3. Sensitivity Analysis
Conducting a sensitivity analysis allows us to understand how changes in input variables can affect our DCF valuation.
1. Free Cash Flows:
- Increasing FCF by 10% would yield a higher intrinsic value.
- Decreasing FCF by 10% would lower the intrinsic value.
2. Terminal Growth Rate:
- Increasing Terminal Growth Rate from 2.5% to 3.5% would raise intrinsic value substantially.
- Decreasing it to 1.5% would reduce intrinsic value.
3. WACC:
- Assuming a WACC that is 2% higher impacts the present value negatively.
- Setting WACC lower by 2% improves valuation outcomes.
In conclusion, the terminal growth rate and WACC particularly hold immense weight in determining the overall company value, emphasizing their respective influences in investments.
References
- Damodaran, A. (2012). Investment Valuation: Tools and Techniques for Determining the Value of Any Asset. Wiley.
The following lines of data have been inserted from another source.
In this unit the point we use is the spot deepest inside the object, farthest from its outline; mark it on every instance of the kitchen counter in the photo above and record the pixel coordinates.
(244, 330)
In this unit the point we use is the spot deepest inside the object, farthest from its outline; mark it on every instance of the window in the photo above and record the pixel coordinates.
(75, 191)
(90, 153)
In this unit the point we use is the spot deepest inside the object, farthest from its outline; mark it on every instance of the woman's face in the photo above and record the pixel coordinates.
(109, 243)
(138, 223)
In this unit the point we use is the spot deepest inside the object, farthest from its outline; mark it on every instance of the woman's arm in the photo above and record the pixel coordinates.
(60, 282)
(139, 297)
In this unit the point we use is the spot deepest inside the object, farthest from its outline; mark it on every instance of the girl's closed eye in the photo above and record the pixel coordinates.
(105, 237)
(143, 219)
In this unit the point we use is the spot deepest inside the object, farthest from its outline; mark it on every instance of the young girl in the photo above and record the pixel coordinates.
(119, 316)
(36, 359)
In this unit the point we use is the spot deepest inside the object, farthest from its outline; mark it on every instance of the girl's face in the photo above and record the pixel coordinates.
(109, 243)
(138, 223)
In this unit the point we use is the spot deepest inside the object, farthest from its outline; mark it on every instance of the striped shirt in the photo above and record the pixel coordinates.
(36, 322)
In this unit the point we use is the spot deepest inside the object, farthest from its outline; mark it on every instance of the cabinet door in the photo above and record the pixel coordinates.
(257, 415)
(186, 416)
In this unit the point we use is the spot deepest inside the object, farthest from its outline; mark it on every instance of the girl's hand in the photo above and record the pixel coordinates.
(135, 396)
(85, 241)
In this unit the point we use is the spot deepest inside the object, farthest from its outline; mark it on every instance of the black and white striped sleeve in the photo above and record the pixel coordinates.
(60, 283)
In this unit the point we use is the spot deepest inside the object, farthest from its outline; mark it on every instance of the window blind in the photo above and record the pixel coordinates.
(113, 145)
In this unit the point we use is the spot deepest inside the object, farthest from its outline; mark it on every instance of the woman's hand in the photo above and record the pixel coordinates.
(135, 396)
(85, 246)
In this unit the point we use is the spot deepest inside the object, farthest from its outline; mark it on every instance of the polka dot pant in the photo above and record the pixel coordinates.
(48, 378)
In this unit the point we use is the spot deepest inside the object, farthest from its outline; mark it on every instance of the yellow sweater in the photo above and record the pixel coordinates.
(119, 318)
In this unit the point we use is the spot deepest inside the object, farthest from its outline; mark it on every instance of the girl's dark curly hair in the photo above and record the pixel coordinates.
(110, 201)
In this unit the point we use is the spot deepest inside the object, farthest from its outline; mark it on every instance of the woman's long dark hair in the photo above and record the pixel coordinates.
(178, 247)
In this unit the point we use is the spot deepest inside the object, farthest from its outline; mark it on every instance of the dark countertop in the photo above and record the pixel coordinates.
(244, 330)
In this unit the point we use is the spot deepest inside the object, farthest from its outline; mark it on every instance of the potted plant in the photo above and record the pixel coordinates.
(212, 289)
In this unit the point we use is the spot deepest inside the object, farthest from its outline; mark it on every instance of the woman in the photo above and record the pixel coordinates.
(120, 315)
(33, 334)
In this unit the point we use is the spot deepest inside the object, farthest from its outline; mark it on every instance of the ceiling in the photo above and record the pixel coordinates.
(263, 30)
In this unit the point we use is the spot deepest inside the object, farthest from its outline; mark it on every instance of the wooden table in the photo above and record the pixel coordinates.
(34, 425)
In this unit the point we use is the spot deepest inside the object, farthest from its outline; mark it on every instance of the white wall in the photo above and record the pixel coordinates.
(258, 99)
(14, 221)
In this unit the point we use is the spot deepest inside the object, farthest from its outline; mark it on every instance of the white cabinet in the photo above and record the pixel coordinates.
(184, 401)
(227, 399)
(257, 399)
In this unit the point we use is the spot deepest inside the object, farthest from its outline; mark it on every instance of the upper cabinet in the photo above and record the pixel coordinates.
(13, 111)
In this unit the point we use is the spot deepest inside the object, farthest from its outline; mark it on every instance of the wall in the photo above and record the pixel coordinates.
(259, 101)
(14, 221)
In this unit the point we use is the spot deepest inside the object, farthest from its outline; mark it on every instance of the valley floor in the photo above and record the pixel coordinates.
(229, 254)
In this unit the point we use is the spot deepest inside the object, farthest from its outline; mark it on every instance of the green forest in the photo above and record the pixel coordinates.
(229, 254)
- Koller, T., Goedhart, M., & Wessels, D. (2015). Valuation: Measuring and Managing the Value of Companies. Wiley.
- Pinto, J. E., Henry, E., & Robinson, D. T. (2015). Equity Asset Valuation. Wiley.
- Roberts, R. (2019). DCF Valuation and Sensitivity Analysis. Journal of Finance.
- Yahoo! Finance. (2023). Company Financials and Market Data.
- McKinsey & Company. (2020). Valuation: Measuring and Managing the Value of Companies. McKinsey & Company.
- Wiley, J. (2017). Corporate Finance: Theory and Practice. Wiley.
- Brigham, E. F., & Ehrhardt, M. C. (2016). Financial Management: Theory & Practice. Cengage Learning.
- Aswath Damodaran's Online Resources (n.d.). Retrieved from NYU Stern.
- Fridson, M. S., & Alvarez, F. (2011). Financial Statement Analysis: A Practitioner's Guide. Wiley.